I overheard my sister talking to our friend Jules about a Facebook post she’d just read. She began reading it aloud, pausing at certain points and then completing the post, then following it with a ‘wow, isn’t that cool?’
I called from the kitchen of my apartment over to them in the next room.
‘Kate,’ I said, ‘do you know who wrote that?’
She didn’t answer. I continued.
‘I mean, who wrote that, seriously. Do you think I wrote it?’
She replied, slightly confused and taken aback.
‘I wrote that. I manage that community on Facebook.’ Is all I said.
A Community Manager hopes for many things (likes, shares, comments, followers, retweets etc.) but none of that is as coveted after as creating a real story offline. None of those other things are REAL.
Someone actually talking about something they read online, sharing the story verbally with a friend or relative, and feeling intrigued by the content enough to discuss it in real life is something all community managers strive for.
How odd that it was my own sister who brought it up out of nowhere. Even more, how odd that she didn’t put two and two together that I’ve been managing this community for one year and she didn’t know it was me. I’m glad she didn’t, or else the authenticity would have been lost.

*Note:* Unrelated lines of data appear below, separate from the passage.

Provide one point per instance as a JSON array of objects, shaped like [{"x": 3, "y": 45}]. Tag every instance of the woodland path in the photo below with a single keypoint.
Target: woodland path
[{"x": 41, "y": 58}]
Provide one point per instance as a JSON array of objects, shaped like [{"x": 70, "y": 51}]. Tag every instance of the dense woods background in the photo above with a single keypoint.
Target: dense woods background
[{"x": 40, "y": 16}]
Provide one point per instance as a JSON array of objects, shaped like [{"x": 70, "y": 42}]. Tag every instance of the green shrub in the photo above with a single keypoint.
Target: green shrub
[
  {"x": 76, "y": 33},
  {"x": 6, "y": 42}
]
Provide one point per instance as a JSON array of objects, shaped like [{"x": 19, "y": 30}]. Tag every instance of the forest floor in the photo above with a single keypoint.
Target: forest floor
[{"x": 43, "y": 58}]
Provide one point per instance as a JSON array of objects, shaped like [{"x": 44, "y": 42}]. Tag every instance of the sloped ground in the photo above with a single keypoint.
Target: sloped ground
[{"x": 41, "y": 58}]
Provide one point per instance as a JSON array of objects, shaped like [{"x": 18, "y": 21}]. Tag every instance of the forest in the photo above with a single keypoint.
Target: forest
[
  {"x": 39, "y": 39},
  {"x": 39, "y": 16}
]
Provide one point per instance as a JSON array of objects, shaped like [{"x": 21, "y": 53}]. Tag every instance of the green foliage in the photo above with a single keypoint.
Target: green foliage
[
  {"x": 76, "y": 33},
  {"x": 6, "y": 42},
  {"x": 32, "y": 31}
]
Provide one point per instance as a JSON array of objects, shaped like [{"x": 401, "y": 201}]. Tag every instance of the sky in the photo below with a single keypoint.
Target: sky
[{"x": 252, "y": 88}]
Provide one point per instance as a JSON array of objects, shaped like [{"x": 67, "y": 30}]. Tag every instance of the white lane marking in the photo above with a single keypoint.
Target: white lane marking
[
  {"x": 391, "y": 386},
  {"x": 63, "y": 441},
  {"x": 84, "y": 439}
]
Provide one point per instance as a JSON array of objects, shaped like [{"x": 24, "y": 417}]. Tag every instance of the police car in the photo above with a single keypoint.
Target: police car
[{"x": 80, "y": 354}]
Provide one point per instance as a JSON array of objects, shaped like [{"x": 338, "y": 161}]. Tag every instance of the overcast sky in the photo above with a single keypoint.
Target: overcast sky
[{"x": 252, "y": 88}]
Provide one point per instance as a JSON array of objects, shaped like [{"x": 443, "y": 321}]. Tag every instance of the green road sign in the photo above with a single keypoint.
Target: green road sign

I started thinking about good community management and where it begins as a skill. It doesn’t always start with a strategy deck or an ad agency boardroom. It starts well before that.
Years ago I used to play a computer game called Roller Coaster Tycoon. The game fascinated me. I could have control over my own world, attract visitors, encourage them to participate in activities and go on rides, provide sustenance and relief for them in the form of burger shacks and restrooms, and, on the whole, run their community. Sure there were other expectations that you had to build your park’s ROI within a certain number of years, but the attraction was the attendees and their experiences.
I realized I had been managing a community well before it was considered to be so. Anyone who plays the Simms or Zoo Tycoon would get it.
I’ve come a long way, but channeling the old mentality I had of being the after-school computer geek might be partially responsible for the success I’ve had today on social.
Build your community, make it fun and interesting, give something for everyone, and then hover over it like a creator, Lisa Simpson style.